Visual acuity testing is performed routinely at age 4 but can be performed as early as age 3 in cooperative children.  The Snellen chart is the gold standard, although the HOTV (4-letter) or LEA (picture) chart may be used for young children with limited or no ability to identify letters.  Visual acuity worse than 20/40 at age 4 or worse than 20/30 at age ≥5 should prompt ophthalmologic evaluation for refractive errors.  Additional indications for referral include pupillary asymmetry of ≥1 mm, nystagmus, and ptosis or other conditions obstructing the visual field.

(Choices A and B)  Autism screening is routinely performed at ages 18 months and 2 years, and depression screening starts at age 12.  As this child has appropriate relationships, is doing well in preschool, and is participating in activities, he does not require testing for autism or depression.
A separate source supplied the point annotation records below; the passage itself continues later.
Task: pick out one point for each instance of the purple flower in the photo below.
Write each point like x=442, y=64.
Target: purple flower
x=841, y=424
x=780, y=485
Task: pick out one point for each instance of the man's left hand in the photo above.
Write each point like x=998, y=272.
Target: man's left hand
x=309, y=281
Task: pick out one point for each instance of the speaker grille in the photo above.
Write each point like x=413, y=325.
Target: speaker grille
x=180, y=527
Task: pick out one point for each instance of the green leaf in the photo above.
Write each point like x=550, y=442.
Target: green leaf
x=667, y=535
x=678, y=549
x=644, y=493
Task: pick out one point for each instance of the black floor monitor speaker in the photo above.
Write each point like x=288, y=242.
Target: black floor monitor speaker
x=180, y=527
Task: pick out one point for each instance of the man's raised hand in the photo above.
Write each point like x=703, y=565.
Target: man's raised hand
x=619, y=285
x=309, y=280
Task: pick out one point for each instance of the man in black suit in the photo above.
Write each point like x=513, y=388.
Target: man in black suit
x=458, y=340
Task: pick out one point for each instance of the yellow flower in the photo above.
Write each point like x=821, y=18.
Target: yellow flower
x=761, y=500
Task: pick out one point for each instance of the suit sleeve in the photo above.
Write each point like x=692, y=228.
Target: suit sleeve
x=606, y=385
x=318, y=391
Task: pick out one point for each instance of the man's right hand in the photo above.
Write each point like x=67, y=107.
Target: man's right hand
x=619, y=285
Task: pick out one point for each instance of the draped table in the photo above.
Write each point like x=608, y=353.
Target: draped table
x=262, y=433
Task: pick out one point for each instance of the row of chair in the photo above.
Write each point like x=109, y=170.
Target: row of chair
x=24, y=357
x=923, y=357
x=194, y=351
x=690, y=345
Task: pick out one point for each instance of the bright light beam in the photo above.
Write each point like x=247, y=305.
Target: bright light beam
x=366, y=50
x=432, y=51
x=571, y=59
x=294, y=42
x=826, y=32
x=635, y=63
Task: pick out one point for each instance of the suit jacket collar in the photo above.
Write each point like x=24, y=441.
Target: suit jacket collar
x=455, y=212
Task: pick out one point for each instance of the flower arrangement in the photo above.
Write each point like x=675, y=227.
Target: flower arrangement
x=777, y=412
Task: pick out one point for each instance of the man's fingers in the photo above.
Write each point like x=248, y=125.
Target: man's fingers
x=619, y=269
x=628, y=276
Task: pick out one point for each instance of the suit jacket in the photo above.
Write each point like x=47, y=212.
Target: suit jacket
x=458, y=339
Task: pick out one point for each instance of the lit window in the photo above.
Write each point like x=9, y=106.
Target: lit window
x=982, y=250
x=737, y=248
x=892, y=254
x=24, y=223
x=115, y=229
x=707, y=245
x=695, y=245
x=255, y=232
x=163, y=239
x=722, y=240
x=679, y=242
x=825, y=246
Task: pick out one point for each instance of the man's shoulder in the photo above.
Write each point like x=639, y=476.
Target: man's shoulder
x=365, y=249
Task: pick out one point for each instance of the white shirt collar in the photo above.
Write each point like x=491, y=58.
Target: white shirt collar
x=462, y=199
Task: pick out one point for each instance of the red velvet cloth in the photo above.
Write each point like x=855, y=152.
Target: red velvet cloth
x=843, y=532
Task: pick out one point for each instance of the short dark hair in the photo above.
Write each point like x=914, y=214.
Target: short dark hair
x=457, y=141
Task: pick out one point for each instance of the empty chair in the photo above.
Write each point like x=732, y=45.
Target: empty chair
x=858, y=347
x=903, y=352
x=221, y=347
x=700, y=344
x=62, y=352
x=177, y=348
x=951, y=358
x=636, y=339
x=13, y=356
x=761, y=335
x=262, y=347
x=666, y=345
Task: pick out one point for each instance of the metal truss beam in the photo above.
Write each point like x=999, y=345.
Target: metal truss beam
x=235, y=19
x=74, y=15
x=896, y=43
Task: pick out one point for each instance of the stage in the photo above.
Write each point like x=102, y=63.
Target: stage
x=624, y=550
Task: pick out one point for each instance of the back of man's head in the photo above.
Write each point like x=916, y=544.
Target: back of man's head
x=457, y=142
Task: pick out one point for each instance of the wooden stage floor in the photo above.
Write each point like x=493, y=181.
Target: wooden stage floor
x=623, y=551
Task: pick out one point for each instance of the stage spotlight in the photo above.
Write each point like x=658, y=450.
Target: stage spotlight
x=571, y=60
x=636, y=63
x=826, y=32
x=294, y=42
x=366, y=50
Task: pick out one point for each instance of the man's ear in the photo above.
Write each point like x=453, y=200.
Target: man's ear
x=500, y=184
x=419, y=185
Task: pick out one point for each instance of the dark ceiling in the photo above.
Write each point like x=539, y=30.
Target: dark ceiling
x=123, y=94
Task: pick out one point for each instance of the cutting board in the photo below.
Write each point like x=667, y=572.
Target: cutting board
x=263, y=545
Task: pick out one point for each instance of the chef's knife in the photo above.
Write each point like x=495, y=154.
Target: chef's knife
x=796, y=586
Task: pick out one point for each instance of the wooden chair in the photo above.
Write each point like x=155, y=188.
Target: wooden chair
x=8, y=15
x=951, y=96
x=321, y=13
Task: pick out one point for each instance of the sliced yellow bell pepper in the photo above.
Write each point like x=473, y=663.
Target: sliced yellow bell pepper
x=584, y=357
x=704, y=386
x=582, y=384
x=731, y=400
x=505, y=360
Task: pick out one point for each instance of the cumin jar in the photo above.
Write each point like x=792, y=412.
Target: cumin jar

(Choice C)  The quadrivalent meningococcal vaccination is routinely administered at age 11 or 12, followed by a booster dose at age 16 due to the risk of college outbreaks.  Children with asplenia, HIV, or complement deficiency may be vaccinated as early as age 2.  This patient is at low risk for meningococcal disease and does not require early vaccination.

(Choice D)  The rotavirus vaccine is recommended at age 2-8 months as the greatest risk for dehydration from severe gastroenteritis is during early infancy.  The vaccine is not administered past this age range.

(Choice E)  Urinalysis is indicated for a patient with concerning urinary symptoms (eg, dysuria, frequency).  It is not a preventative health test.

Educational objective:
Vision is evaluated at every well-child visit, as early detection of eye abnormalities can prevent long-term vision loss.  Formal visual acuity testing is recommended starting at age 4 as well as in cooperative 3-year-olds.